To do that, make sure your alignment/resources/CONFIG_for_coding
sets TARGETRATE=50000.0
.
Make sure your scripts/make_mfccs
includes the option -F 16000
to ch_wave
so that the waveforms are downsampled before the MFCCs are extracted. Now run the script
bash$ ./scripts/make_mfccs alignment data/wav/*.wav
Doing the alignment
First, make a list of all the MFCC files, then run the alignment script
bash$ cd alignment bash$ find `pwd`/mfcc -name *.mfcc | sort > train.scp bash$ ../scripts/do_alignment_dnn .
Transfer timestamps from monophones to full-context label files
At this point we have an MLF containing state-level alignments for monophone models (with 5 emitting states). We need to transfer the start and end times over to the full context label files that we made earlier. The scripts/transfer_times_to_full_context_labs.sh
script does this for you.
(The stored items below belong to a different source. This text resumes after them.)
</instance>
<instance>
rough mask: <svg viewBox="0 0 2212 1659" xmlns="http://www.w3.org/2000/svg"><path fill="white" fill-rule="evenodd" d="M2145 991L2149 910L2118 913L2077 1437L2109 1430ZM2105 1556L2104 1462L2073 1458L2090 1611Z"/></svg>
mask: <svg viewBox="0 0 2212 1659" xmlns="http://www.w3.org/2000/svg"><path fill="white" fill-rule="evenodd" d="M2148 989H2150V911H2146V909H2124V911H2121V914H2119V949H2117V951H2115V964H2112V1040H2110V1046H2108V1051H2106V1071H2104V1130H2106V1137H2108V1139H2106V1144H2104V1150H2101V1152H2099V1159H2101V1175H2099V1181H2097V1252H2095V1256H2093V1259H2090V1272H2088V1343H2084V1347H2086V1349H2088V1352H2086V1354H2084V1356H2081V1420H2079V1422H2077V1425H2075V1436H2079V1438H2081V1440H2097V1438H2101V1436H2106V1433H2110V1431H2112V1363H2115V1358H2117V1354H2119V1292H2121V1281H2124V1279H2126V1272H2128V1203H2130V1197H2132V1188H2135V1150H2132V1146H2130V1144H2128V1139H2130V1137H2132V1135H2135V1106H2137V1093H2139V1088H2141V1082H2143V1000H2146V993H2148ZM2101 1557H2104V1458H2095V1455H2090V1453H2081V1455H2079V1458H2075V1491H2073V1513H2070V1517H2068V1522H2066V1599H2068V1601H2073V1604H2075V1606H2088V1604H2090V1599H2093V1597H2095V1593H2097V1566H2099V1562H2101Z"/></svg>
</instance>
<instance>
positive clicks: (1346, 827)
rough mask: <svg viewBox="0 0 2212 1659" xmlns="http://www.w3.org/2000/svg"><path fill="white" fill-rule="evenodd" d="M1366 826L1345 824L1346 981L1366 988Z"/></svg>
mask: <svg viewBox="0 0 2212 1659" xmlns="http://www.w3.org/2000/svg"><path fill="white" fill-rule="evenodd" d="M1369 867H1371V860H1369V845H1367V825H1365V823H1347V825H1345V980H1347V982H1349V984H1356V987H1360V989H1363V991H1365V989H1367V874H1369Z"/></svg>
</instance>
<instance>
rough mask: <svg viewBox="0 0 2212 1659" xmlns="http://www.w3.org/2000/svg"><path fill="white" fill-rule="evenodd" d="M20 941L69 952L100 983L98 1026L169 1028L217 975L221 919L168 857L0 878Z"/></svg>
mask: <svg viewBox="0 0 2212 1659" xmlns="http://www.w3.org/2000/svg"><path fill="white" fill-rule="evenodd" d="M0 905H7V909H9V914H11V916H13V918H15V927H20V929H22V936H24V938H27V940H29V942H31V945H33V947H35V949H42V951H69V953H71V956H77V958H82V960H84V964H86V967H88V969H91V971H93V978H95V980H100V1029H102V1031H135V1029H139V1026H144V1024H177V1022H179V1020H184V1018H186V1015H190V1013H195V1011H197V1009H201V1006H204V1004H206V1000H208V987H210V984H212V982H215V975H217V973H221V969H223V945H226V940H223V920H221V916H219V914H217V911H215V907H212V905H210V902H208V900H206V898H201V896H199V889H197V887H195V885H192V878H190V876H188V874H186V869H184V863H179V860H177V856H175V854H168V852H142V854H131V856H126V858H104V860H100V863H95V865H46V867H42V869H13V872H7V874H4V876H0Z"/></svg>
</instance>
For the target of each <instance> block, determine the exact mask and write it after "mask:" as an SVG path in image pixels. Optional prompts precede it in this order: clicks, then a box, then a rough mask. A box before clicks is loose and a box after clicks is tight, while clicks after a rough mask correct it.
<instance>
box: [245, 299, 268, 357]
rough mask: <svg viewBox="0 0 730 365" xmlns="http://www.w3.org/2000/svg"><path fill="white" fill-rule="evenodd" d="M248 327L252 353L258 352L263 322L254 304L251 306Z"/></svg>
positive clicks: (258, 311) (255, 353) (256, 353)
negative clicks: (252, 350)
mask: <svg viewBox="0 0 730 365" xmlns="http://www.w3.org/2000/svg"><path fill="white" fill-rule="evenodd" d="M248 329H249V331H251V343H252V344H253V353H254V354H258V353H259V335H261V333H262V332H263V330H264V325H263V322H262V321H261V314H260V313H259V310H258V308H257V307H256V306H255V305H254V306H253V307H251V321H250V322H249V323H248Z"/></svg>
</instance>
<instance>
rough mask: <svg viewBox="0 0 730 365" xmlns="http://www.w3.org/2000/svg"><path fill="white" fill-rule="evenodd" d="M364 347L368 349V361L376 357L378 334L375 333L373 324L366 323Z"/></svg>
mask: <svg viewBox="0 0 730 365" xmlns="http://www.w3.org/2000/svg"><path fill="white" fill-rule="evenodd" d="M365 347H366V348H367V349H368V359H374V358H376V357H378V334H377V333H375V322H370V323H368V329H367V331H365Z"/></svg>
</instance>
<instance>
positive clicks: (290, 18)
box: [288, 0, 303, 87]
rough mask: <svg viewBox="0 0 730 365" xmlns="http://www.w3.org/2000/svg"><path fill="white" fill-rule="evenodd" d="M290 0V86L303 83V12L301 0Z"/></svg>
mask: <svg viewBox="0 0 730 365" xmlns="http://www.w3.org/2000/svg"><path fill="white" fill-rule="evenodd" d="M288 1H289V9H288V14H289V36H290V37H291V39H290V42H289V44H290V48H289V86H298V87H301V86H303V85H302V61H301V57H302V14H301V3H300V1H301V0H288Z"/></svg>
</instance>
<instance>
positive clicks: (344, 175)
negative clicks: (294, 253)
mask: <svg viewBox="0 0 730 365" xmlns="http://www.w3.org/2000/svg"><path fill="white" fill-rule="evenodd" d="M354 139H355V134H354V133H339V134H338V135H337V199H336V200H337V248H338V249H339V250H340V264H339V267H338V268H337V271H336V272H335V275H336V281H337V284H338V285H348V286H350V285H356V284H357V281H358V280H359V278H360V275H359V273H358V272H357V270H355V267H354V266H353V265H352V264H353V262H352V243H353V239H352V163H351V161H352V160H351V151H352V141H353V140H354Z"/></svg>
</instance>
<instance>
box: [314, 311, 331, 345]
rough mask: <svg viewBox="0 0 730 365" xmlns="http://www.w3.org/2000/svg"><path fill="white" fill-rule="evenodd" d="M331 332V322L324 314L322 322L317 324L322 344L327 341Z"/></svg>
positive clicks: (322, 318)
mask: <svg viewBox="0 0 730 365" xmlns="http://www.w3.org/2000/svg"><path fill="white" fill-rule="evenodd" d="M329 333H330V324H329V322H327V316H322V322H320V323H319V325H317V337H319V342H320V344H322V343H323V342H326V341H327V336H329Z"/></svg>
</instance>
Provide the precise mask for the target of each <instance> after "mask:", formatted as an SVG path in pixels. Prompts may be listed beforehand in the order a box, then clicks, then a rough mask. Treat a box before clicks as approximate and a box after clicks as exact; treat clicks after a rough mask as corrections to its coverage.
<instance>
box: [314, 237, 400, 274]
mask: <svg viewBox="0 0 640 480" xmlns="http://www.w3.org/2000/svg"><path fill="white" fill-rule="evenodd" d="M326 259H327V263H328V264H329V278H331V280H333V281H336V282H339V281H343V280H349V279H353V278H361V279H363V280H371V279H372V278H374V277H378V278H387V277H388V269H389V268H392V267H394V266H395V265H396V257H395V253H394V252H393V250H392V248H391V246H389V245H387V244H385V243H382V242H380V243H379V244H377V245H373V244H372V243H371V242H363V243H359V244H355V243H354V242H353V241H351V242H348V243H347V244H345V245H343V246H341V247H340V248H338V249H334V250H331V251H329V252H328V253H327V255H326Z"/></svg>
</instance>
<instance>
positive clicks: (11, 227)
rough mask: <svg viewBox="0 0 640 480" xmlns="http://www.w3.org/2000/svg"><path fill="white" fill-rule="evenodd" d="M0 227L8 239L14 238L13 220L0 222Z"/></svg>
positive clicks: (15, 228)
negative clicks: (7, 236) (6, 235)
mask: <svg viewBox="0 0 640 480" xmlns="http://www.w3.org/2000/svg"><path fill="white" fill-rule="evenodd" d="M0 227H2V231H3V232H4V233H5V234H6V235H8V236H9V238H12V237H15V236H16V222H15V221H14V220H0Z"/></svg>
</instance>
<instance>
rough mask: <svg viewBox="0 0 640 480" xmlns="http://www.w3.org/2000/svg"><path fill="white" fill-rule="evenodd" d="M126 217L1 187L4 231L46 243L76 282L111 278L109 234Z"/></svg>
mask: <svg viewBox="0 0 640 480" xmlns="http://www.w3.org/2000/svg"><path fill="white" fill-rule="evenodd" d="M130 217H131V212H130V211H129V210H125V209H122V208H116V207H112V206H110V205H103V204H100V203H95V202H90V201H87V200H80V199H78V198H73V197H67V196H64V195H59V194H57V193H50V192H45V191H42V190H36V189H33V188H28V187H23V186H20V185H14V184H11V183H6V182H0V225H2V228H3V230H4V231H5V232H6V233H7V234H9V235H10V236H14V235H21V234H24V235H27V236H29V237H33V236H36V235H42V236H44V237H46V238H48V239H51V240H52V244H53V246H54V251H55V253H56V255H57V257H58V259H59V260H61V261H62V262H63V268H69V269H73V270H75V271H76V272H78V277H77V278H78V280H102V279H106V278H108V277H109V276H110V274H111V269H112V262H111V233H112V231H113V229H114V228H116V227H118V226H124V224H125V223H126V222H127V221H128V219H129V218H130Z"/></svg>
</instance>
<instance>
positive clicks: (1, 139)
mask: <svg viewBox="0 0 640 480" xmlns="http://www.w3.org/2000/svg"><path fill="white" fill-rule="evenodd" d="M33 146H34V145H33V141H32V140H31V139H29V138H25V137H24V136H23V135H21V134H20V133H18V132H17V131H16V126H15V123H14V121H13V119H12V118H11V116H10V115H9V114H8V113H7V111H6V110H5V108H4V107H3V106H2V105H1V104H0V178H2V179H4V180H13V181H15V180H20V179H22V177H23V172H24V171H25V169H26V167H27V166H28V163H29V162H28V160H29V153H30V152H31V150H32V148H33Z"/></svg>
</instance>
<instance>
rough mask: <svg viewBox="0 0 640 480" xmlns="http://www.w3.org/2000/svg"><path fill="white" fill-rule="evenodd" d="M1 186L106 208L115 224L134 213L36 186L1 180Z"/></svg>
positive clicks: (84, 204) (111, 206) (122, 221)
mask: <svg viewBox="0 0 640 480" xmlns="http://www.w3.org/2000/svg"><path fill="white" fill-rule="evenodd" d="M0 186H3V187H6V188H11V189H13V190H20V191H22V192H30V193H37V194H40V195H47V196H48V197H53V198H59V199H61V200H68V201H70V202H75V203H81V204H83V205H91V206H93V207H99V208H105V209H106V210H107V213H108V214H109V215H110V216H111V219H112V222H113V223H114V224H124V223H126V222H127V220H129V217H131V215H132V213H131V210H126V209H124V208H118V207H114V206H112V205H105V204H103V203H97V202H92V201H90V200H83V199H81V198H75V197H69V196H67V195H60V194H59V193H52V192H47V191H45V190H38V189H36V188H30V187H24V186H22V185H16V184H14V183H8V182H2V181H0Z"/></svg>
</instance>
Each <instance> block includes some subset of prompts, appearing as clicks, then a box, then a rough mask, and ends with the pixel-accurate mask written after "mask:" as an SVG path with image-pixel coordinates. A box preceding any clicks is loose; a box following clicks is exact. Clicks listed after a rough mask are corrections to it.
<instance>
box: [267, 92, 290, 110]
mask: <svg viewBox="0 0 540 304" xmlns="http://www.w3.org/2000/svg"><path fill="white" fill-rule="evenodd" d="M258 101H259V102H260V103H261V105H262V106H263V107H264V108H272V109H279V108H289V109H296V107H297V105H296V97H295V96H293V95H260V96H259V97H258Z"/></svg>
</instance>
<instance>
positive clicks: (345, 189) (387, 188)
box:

Read it and understand what it does, then run it:
bash$ cd .. bash$ scripts/transfer_times_to_full_context_labs.sh
Sanity check the resulting full-context label files. They should like something like this
0 50000 xx~xx-#+#=#:xx_xx/A/0_0_0/B/xx-xx-xx:xx-xx&xx-xx#xx-xx$xx-xx>xx-xxxx-xx xx-xx xx-xx xx-xx xx-xx 0-2<0-4|oo/C/0+0+2/D/0_0/E/content+2:1+5&1+2#0+3/F/in_1/G/0_0/H/7=5:1=2&L-L%/I/7_3/J/14+8-2[2] #~#-oo+th=@:1_1/A/0_0_0/B/1-1-1:1-2&1-7#1-4$1-3>0-2<0-4|oo/C/0+0+2/D/0_0/E/content+2:1+5&1+2#0+3/F/in_1/G/0_0/H/7=5:1=2&L-L%/I/7_3/J/14+8-2 8650000 9550000 #~#-oo+th=@:1_1/A/0_0_0/B/1-1-1:1-2&1-7#1-4$1-3>0-2<0-4|oo/C/0+0+2/D/0_0/E/content+2:1+5&1+2#0+3/F/in_1/G/0_0/H/7=5:1=2&L-L%/I/7_3/J/14+8-2[3] ...etc
That's not a very human-friendly format, but you need to understand it. Go back and take another look at the scripts/utts_to_mlfs.sh
script and examine each stage in the processing. At the end of the 'for' loop the intermediate files are deleted. Comment that line out so that you can inspect those files. Look at the output of dumpfeats
and then try to understand how that is transformed by the awk
scripts into the HTS format label files.
Tip: make the script run on a single file whilst you are trying to understand how it works.